Mi ex pareja desapareció poco a poco a medida que la enfermedad de nuestra hija avanzaba. Pero otra vez encontré en Rodrigo una persona maravillosa que solo hacía justificar por qué me había enamorado de él. Estuvo siempre con nosotras y su relación con mi hija solo se afiató en medio de esta maldita enfermedad. Se hicieron inseparables, cómplices totales.

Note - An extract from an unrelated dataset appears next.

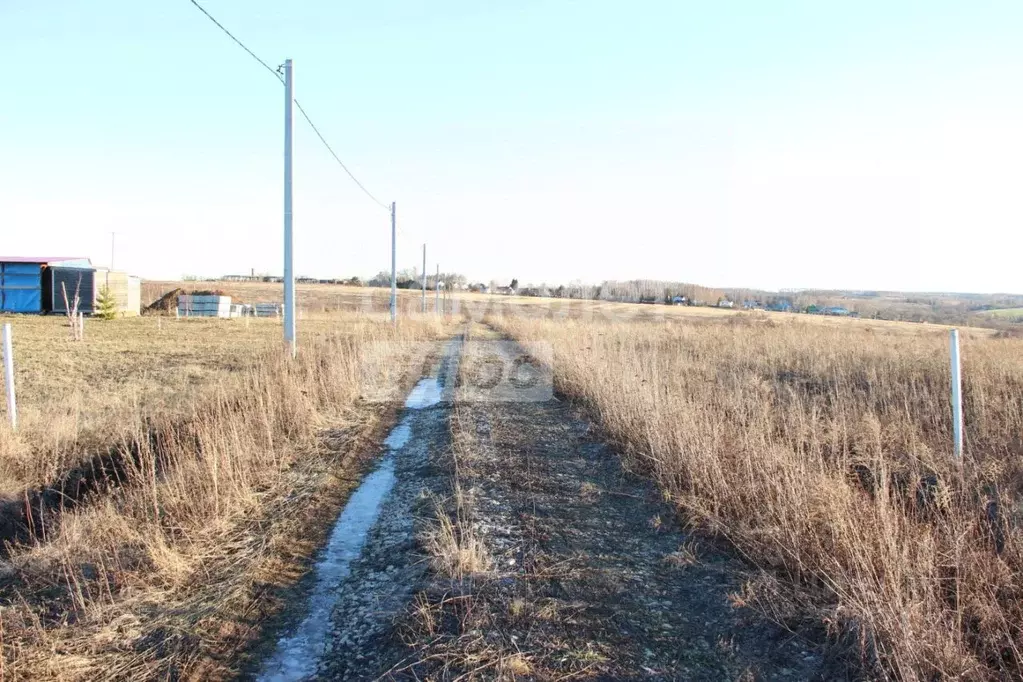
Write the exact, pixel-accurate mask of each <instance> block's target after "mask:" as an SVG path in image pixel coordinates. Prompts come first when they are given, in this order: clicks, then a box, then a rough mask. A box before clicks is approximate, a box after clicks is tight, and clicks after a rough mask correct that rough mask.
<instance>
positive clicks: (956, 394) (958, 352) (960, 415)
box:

Mi madre fue primordial en este proceso. Siempre nos apoyó y se convirtió en un pilar fundamental en la sanación y cuidados de mi hija. Porque, agradecida de la vida, tengo la suerte de decir que gracias a un trasplante de medula mi hija le ganó a la leucemia. Actualmente soy dueña de casa y lo aprovecho al máximo. Mi hija menor no va al jardín y trato de pasar cada momento que puedo con ella. La culpa de haberme saltado una etapa tan importante de su crecimiento no me abandona, pero sé que fue por fuerza mayor. Eso me ayuda a tranquilizarme.
Mis dos niñas se adoran. Me gusta creer que mi niñita de dos años, al crecer, entenderá mi ausencia. Y agradecerá que haya estado para cuidar a su hermana mayor tanto como ahora la voy a cuidar a ella.
Vreni tiene 30 años. Es mamá de dos niñas y dueña de casa.